The International Labour Organization (ILO) launched the World Day Against Child Labour in 2002 to focus attention on the global extent of child labour and the action and efforts needed to eliminate it. Each year on 12 June, the World Day brings together governments, employers and workers organizations, civil society, as well as millions of people from around the world to highlight the plight of child labourers what can be done to help them.
WHAT IS CHILD LABOUR?
Not all work done by children should be classified as child labour that is to be targeted for elimination. Children’s or adolescent’s participation in work that does not affect their health and personal development or interfere with their schooling, is generally regarded as being something positive. This includes activities such as helping their parents around the home, assisting in a family business or earning pocket money outside school hours and during school holidays. These kinds of activities contribute to children’s development and to the welfare of their families; they provide them with skills and experience, and help to prepare them to be productive members of society during their adult life. The term”child labour” is often defined as work that deprives children of their childhood, their potential and their dignity, and that is harmful to physical and mental development. It refers to work that:
- is mentally, physically, socially and morally dangerous and harmful to children;and/or
- interferes with their schooling by; depriving them of the opportunity to attend school; obliging them to leave school prematurely; or requiring them to attempt to combine school attendance with excessively long and heavy work.
The worst forms of child labour involves children being enslaved, separated from their families, exposed to serious hazards and illness and left to fend for themselves on the streets of large cities o, often at a very early age. Whether or not particular forms of “work” can be called “child labour” depends on the child’s age, the type and hours of work performed, the conditions under which it is performed and the objectives pursued by individual countries. The answer varies from country to country, as well as among sectors within countries.
2021 THEME
For the global anti-child labour community, we are particularly looking forward to 2021 being the International Year for the Elimination of Child Labour.

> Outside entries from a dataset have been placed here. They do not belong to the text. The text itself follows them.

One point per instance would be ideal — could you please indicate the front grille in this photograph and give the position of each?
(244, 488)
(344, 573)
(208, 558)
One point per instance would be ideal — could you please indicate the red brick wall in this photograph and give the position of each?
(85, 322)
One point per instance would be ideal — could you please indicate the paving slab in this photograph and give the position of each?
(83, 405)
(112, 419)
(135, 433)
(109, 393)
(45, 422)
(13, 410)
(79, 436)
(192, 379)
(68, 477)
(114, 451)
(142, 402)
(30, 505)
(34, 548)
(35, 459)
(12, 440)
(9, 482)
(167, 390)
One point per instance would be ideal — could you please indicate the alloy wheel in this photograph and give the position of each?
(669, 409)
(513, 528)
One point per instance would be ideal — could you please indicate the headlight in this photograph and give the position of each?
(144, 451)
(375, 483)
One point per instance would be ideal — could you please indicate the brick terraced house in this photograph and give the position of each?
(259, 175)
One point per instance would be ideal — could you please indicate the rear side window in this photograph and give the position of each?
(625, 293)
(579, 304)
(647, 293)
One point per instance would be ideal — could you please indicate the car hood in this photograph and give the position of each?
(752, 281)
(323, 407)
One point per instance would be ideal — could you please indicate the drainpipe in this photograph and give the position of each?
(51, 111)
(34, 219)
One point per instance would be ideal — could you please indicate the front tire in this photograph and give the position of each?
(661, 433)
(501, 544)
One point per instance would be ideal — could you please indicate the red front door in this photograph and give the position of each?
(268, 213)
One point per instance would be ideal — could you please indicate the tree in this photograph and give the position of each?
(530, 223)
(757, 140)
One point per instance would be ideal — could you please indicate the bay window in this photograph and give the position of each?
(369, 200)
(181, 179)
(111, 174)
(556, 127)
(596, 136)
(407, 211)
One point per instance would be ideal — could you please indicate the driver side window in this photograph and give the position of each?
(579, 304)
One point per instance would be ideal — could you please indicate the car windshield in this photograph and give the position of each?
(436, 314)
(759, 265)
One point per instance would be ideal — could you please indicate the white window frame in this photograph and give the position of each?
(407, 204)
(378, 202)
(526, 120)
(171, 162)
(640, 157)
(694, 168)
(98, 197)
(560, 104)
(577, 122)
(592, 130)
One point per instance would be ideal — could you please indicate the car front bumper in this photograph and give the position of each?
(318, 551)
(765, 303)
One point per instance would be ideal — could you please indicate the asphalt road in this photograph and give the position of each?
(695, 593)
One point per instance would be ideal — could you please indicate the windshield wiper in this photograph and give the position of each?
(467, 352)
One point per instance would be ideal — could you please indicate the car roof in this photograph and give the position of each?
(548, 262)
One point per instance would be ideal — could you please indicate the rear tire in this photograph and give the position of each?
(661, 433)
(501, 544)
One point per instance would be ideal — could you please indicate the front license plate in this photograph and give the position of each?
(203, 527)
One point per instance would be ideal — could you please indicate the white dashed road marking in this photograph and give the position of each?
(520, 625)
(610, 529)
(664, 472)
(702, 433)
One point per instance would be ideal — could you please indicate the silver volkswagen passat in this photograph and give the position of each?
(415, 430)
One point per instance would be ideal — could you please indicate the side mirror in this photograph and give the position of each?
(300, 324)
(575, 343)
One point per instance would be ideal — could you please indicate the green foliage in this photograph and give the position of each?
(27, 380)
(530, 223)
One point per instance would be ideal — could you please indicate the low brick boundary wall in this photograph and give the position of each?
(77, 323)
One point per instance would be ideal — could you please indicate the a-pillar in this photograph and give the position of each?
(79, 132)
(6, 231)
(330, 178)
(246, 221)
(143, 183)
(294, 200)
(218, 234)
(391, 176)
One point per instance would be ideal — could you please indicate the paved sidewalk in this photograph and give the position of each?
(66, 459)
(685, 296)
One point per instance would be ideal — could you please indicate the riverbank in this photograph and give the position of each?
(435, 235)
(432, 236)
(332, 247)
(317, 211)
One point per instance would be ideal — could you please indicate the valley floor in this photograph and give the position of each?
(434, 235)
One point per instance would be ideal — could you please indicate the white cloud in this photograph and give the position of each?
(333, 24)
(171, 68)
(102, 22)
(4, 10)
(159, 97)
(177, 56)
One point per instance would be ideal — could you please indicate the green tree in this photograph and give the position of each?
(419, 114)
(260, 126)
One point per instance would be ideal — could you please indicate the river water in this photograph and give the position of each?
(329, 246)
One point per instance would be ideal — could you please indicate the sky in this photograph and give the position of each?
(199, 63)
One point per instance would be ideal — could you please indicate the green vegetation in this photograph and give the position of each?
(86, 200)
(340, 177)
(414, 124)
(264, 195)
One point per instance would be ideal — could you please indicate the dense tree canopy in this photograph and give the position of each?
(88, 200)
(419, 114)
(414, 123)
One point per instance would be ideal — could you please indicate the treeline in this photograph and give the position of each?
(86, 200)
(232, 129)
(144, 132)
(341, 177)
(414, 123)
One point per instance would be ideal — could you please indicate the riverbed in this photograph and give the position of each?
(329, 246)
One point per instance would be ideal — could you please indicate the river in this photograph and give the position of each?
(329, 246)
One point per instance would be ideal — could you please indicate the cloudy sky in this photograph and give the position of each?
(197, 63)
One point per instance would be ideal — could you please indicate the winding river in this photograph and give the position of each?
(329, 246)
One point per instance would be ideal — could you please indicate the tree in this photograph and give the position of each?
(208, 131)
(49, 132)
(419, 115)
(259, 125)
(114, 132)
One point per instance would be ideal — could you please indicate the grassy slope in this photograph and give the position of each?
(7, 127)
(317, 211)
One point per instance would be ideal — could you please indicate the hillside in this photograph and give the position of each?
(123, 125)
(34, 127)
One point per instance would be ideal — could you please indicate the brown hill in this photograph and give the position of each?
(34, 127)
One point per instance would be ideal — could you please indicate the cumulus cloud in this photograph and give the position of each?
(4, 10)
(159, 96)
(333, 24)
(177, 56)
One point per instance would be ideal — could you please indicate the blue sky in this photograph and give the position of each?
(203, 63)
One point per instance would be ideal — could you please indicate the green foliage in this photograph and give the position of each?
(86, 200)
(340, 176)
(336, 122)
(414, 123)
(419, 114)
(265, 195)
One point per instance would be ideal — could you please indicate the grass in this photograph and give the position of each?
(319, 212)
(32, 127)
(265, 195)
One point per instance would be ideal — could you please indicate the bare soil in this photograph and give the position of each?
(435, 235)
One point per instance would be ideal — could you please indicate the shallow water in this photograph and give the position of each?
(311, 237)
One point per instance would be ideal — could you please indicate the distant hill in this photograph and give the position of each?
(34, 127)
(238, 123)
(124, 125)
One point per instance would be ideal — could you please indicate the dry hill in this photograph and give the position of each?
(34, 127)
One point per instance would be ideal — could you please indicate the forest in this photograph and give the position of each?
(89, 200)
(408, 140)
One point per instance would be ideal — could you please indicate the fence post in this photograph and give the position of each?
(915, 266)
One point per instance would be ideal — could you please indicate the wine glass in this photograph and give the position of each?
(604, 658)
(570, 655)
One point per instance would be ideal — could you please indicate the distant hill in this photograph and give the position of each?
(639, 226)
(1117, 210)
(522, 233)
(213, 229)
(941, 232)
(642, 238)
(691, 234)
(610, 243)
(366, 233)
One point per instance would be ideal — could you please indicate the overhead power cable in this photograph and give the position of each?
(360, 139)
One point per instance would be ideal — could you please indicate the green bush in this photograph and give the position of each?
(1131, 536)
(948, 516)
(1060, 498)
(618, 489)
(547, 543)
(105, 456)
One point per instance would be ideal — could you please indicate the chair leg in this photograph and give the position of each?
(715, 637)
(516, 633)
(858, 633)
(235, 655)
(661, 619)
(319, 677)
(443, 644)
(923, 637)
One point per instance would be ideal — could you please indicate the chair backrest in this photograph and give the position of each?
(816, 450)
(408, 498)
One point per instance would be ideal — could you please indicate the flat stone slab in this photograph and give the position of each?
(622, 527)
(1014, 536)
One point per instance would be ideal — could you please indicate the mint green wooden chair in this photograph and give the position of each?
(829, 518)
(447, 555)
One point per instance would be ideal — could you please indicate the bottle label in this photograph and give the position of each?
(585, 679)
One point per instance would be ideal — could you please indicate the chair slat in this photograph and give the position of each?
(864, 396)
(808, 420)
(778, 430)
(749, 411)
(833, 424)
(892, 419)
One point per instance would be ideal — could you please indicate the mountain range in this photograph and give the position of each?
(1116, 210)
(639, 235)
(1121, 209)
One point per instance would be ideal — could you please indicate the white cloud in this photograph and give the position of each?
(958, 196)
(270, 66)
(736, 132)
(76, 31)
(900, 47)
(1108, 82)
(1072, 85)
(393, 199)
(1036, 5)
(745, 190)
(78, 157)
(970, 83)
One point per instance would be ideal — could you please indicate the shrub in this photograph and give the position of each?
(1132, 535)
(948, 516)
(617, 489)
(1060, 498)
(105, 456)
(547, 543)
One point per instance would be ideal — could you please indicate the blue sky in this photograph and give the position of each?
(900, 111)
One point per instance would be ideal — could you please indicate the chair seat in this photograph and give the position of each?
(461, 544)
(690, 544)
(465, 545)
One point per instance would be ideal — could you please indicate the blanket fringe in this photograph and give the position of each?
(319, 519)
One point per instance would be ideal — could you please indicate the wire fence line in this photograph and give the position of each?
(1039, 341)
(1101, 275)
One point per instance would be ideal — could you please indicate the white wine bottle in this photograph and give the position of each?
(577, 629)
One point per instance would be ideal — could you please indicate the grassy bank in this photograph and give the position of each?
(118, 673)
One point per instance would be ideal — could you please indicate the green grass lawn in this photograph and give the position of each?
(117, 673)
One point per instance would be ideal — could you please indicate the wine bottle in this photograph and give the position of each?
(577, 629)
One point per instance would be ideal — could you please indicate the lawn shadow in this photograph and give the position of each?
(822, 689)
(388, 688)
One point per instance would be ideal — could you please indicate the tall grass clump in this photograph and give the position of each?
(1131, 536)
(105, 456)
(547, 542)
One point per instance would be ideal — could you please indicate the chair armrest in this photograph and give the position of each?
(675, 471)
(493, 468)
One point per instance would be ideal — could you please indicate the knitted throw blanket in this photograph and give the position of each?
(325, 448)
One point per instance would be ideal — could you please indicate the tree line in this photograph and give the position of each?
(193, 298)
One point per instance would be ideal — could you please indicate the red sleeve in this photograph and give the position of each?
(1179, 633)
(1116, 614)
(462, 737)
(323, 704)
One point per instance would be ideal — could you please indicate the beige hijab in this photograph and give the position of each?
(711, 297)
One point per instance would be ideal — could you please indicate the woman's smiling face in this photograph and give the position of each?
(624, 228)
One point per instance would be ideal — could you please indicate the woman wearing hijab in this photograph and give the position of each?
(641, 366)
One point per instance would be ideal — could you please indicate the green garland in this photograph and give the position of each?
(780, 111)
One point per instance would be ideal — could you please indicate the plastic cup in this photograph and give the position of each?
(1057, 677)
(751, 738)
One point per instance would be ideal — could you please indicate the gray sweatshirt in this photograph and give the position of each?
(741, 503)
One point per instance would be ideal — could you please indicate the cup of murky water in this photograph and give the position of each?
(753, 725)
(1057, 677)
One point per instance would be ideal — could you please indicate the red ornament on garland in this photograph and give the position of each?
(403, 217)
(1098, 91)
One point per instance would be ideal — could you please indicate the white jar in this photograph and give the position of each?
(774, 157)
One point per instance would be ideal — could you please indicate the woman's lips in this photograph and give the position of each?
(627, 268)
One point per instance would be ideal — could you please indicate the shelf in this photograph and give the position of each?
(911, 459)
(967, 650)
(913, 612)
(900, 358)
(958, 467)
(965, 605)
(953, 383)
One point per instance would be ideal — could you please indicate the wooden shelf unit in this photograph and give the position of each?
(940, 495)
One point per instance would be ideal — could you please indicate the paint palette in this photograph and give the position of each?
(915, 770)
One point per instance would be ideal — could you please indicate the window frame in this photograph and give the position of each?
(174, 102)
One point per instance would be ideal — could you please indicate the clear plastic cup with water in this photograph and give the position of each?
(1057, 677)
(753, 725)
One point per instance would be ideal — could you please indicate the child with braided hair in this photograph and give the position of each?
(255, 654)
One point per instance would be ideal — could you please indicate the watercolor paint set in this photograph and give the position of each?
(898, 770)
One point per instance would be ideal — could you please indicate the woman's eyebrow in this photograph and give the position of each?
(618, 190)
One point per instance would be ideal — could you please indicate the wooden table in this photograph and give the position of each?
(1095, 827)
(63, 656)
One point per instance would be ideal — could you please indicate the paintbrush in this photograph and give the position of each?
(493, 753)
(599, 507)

The issue of child labour has seen real progess in the last 20 years. There are 100 million fewer children in child labour now, a stunning number. ILO Convention 182 on the Worst Forms of Child Labour is the only universally ratified Convention in ILO history, with Convention 138 (concerning Minimum Age for Admission to Employment) not far behind with only 14 countries left to act. Both conventions contribute to the national legacy policy frameworks necessary for the prevention and remediation of child labour. The current development agenda and framework of the Sustainable Development Goals includes a specific and separate target to end all forms of child labour by 2025, per SDG target 8.7. Further, the global alliance 8.7 is spreaheading the achievements of this target, bringing all stakeholders together and encouraging countries to commit to accelerate efforts to address child labour via their ‘Pathfinder Country’ mechanism, resulting in commitments by 22 countries to date.
With this significant progress, there have also been setbacks. As per available estimates, the total number of children in work globally stands at an incredible 152 million, with the pace of reduction slowing in the past couple of years. Child labour in agriculture, which is largely informal and under regulated, has increased and now stands at 108 million. This highlights both the progress in the formal sectors of the global economy and the tremendous need to redouble efforts in the informal sector.
National child labour laws and policies remain under enforced and under resourced. Examples of this include weak labour inspection systems that barely touch the informal economy where the majority of child labour is found, and delayed review or publication of national lists of hazardous work prohibited for children under the age of 18. The biggest setback has been the year long and continuing pandemic which is reversing the progress made thus far, keeping children out of school and increasingly into work with the socio-economic impacts further pushing already vulnerable communities to the margins.